İstinaf isteminin belirtilen gerekçeyle reddine karar verilmiştir.
TEMYİZ EDENİN İDDİALARI : Davalı idare tarafından, şirket adresinde yapılan
yoklamalarda şirket adresinin boş olduğunun tespit edildiği, tebligatın hukuka
uygun olduğu ileri sürülmektedir.
KARŞI TARAFIN SAVUNMASI : Temyiz isteminin reddi gerektiği savunulmuştur.
TETKİK HÂKİMİ : …
DÜŞÜNCESİ : Bölge İdare Mahkemesi kararının gerekçe değiştirerek onanması
gerektiği düşünülmektedir.
TÜRK MİLLETİ ADINA
Karar veren Danıştay Dördüncü Dairesince, Tetkik Hâkiminin açıklamaları
dinlendikten ve dosyadaki belgeler incelendikten sonra gereği görüşüldü:
İNCELEME VE GEREKÇE :
6183 sayılı Amme Alacaklarının Tahsil Usulü Hakkında Kanun’un 35 inci
maddesinde; limited şirket ortaklarının, şirketten tahsil olanağı bulunmayan
amme alacağından sermaye hisseleri oranında doğrudan doğruya sorumlu oldukları
ve bu Kanun hükümleri gereğince takibe tabi tutulacağı düzenlenmiştir.
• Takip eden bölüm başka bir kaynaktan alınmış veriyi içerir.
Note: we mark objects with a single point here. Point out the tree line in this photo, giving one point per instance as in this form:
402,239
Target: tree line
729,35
Aynı maddenin 5766 sayılı Kanunun 3 üncü maddesiyle eklenen ve 06/06/2008
tarihinde yürürlüğe giren ikinci fıkrasında, ortağın şirketteki sermaye payını
devretmesi halinde, payı devreden ve devralan şahıslar devir öncesine ait amme
alacaklarının ödenmesinden birinci fıkra hükmüne göre müteselsilen sorumlu
tutulacağı, üçüncü fıkrasında, amme alacağının doğduğu ve ödenmesi gerektiği
zamanlarda pay sahiplerinin farklı şahıslar olmaları halinde bu şahıslar, amme
alacağının ödenmesinden birinci fıkra hükmüne göre müteselsilen sorumlu olacağı
öngörülmüştür.
Dava dosyasının incelenmesinden, davacının … Ürün Temizlik San. ve Tic. Ltd.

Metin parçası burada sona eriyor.